S’agissant des développements géopolitiques, un accord de paix en Ukraine est loin d’être acquis, et même s’il se concrétise, son impact économique demeure incertain. Si certaines entreprises européennes sont susceptibles de tirer parti de la reconstruction de l’Ukraine, la charge financière qui l’accompagne pourrait peser sur les finances publiques des États de l’UE et absorber des fonds destinés aux investissements dans les infrastructures, la numérisation et d’autres projets créateurs de valeur.

Et bien que la guerre en Ukraine ait été le catalyseur de la crise énergétique en Europe, celle-ci ne disparaîtra pas du jour au lendemain à la faveur d’un accord de paix. À ce stade, une reprise totale des flux énergétiques russes semble peu probable. Les entreprises européennes pourraient dès lors continuer de faire face à des coûts énergétiques plus élevés que leurs homologues américaines, et grevant leur compétitivité.

Enfin, n’oublions pas que la BCE est elle aussi toujours engagée dans un délicat numéro d’équilibriste. Alors que les marchés intègrent deux baisses de taux supplémentaires cette année, une menace plane toujours sur la campagne d’assouplissement de l’institution de Francfort. Si la Fed est contrainte de maintenir ses taux à des niveaux plus élevés à plus long terme, la BCE ne dispose en effet pas d’une telle marge de manœuvre, au risque d’affaiblir la monnaie unique (avec à la clé une possible poussée d’inflation).

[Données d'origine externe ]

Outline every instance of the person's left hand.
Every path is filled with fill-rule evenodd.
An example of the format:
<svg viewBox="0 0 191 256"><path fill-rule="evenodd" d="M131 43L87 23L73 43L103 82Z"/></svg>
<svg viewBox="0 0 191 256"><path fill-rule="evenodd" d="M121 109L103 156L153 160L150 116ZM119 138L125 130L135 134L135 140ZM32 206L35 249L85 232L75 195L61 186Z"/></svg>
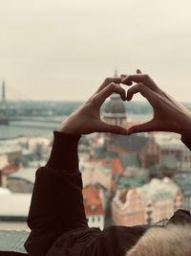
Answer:
<svg viewBox="0 0 191 256"><path fill-rule="evenodd" d="M62 122L60 131L70 134L111 132L126 135L126 128L104 123L99 114L100 106L112 93L118 93L121 100L126 101L125 90L119 85L121 79L106 79L98 90L85 104Z"/></svg>

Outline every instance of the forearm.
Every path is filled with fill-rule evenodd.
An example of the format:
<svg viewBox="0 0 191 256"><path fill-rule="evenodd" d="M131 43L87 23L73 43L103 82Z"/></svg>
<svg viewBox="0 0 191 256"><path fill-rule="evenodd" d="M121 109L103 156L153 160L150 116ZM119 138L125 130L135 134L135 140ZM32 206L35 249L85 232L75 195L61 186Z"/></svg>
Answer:
<svg viewBox="0 0 191 256"><path fill-rule="evenodd" d="M85 226L79 136L54 132L50 159L36 172L28 218L31 229L64 230Z"/></svg>

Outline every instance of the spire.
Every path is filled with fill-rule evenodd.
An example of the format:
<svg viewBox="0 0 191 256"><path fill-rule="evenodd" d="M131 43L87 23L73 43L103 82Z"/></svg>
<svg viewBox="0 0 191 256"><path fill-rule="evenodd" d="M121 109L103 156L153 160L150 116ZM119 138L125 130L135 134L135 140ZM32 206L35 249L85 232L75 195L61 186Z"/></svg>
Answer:
<svg viewBox="0 0 191 256"><path fill-rule="evenodd" d="M3 81L2 82L2 103L6 102L6 82Z"/></svg>

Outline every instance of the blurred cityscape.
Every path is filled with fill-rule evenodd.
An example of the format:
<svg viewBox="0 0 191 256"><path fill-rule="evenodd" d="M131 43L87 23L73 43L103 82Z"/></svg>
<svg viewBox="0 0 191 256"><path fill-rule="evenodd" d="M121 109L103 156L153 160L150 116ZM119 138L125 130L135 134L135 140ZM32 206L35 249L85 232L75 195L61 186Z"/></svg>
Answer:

L’Europe, le juste équilibre?

Bien que des risques persistent, l’évolution du sentiment est indéniable, et si les fondamentaux continuent de s’améliorer, les actions européennes pourraient en effet encore progresser.

De nombreux investisseurs commencent seulement à reconsidérer leurs expositions, ce qui, conjugué au fait que les valorisations restent bon marché en termes relatifs, suggère qu’un potentiel haussier est toujours bien présent.

Pour éviter que le soufflé ne retombe, trois ingrédients doivent toutefois être réunis:

- les données économiques réelles doivent confirmer l’optimisme perçu à travers les enquêtes de sentiment;

- la BCE doit continuer à baisser ses taux d’intérêt;

- la dynamique bénéficiaire doit se poursuivre.

Aucun de ces facteurs n’est garanti, alors que les cours reflètent déjà une bonne partie du potentiel haussier.

Lorsque l’on mange un gâteau, on nous avertit parfois «un moment sur les lèvres, une éternité sur les hanches». Les investisseurs en quête d’une part plus grande du gâteau européen dans leur portefeuille penseront donc aussi au long terme, plutôt que d’espérer des gains faciles et rapides. Chacun sait à quel point il est difficile de prédire le point d’entrée idéal et la marge de fluctuation des marchés reste relativement importante, même si l’économie européenne a réellement atteint un plancher.